Il y a quelques années encore, la plupart des jeunes parents jetaient leur dévolu, au rayon soins pour bébé, sur un flacon jaune ou bleu et blanc, dont les odeurs rappelaient immanquablement celle de leur propre période couches-culottes. Aujourd’hui cependant, la donne a changé et des marques comme Zwitsal, Mustela et Galenco doivent faire face à la concurrence de labels plus verts, plus propres… mais aussi plus chers, comme Dr. Barbara Sturm, Minois, Chantecaille Bébé, Naïf ou Most Gentle. Faisant fi des tarifs, de nombreux papas et mamans sont prêts à mettre la main au portefeuille, convaincus (parfois bien à tort) que ces produits sont plus doux et plus sûrs pour la peau des mômes que leurs équivalents traditionnels.

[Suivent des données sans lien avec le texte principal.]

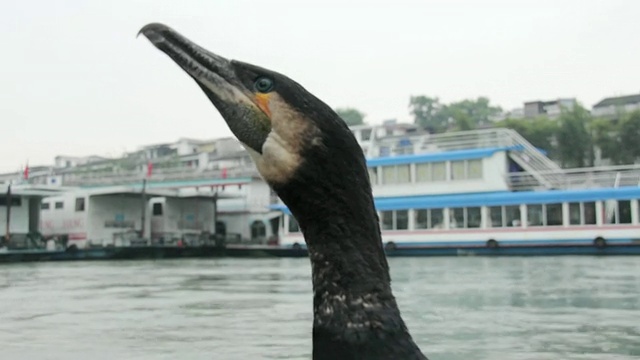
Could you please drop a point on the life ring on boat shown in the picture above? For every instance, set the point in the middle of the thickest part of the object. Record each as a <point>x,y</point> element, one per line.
<point>492,244</point>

Inutile d’ajouter à l’eau des shampoings et savons qui abîmeront la couche adipeuse qui protège la peau.

Cette tendance n’a pas échappé à Ciska Dings, qui propose, sur sa boutique en ligne Things by Dings, une gamme de cosmétiques la plus naturelle possible. « Les femmes soucieuses de ce qu’elles appliquent sur leur propre peau le seront à plus forte raison pour leurs enfants. Elles veulent des produits parfaitement adaptés à l’épiderme du bambin ou du jeune ado et sont d’accord d’y mettre le prix. »

Préserver la peau

D’après le bureau d’études de marché Mintel, les trois quarts des mères dépensent même plus volontiers de l’argent en soins pour leurs kids que pour elles-mêmes. Le secteur de niche des produits de soins pour enfants et bébés représente environ 3,6 milliards de dollars au niveau mondial, se compose à environ 45% d’articles haut de gamme et a connu une croissance de près de 9% en 2018. Pour le reste, c’est une copie miniature de la version adulte: une course aux formules de plus en plus naturelles et souvent « sans » divers ingrédients comme les parabènes ou les huiles minérales. La tendance s’observe d’ailleurs aussi chez les acteurs traditionnels: Zwitsal, par exemple, a lancé en 2018 une gamme Naturals, à base de formules naturelles à 98% au moins et exempts de parabènes, de savon, de colorants et de SLES (un agent moussant).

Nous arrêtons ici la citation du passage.